Айкин настрогал тонких, как стружки, пластиков промерзшего мяса, нанизал их на прутики и, усевшись на корточки возле огня, начал их поджаривать.
— А, глядишь ты, какие привереды! Поди, сырое-то не любят? — опять не удержался от легкой подковырки Семеныч, но, не услышав ответа от Акима, поняв, что переборщил, опять укорил себя за несдержанность: «Вот черт тебя, старого дурака, за язык дергает! Как тот попка, смолчать не можешь. Да и пусть себе шаманит человек. Чего мешать-то?» Укорил и поспешил с вопросом:
— А кто ж они такие, эти ваши Пудя и Таму?
— Пудя — хозяин огня, — выдержав небольшую паузу, начал степенно объяснять Айкин и вдруг вскочил на ноги и уставился неотрывно куда-то в темноту: — Тише, дедка.
— Чего там? — испуганно бросил старик. — Чего там, Акимушка?
— Палили где-то.
— Вот холера!
— Один разок стрельнули, — перешел на шепот Айкин. — Там, где Андрей где-то.
Схватились за оружие. Отбежали в темноту и замерли, прислушиваясь.

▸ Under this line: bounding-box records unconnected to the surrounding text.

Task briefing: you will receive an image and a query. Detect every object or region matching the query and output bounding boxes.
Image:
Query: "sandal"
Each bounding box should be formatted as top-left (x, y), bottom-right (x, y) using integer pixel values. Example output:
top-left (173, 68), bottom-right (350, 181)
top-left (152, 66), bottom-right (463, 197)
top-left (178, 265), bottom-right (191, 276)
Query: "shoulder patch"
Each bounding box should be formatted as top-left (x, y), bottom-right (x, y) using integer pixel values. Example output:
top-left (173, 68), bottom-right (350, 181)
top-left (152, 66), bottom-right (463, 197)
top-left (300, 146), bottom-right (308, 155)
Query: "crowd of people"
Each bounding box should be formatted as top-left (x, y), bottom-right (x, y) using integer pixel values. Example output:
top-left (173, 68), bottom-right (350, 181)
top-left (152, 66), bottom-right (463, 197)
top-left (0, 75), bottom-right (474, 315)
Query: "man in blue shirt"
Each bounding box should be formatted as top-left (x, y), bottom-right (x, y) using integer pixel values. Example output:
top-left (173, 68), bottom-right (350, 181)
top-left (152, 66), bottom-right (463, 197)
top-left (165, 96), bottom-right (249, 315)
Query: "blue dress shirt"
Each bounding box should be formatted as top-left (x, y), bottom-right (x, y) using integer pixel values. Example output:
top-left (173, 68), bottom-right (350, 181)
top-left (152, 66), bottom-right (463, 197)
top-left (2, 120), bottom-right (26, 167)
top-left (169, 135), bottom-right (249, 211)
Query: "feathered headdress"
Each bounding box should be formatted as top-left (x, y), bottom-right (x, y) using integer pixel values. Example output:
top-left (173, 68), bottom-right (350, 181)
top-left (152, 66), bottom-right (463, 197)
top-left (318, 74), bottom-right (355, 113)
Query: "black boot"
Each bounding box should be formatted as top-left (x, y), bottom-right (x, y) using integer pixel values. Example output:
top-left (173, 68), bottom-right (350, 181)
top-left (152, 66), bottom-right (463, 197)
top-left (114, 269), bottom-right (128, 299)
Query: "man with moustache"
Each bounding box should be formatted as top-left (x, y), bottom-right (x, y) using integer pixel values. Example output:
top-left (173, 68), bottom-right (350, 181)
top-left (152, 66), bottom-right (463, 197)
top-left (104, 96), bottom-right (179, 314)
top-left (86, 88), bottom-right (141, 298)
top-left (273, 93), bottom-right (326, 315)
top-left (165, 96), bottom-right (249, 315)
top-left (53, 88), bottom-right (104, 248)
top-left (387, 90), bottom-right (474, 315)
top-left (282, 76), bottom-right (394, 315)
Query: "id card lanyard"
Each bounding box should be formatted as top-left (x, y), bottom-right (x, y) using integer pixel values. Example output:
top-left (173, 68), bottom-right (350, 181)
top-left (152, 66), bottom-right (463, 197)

«Неужто кого из наших? — от страшного предположения перехватило дыхание у Крайнова. — Неужель достал, змееныш?! — встревожился Семеныч, но через несколько минут, немного успокоившись, вернул себе способность трезво мыслить: — Нет, не может он. Никак не мог. Коли бы пальнул в кого из наших, другой бы на это сразу же ответил. Ну не мог же он одною пулей их обоих порешить! Да нет же, нет! Никак бы не сподобился. Да и Лексей же мне твердо обещался — близко, мол, к Андрюшке не посунусь. Значит, и не мог он никак, вражина».
Время шло, пролетали минуты одна за другой, но больше ничего не нарушало ночной тишины, не раздавалось больше ни единого звука. И они понемногу расслабились, стряхнули с себя тревожное возбуждение.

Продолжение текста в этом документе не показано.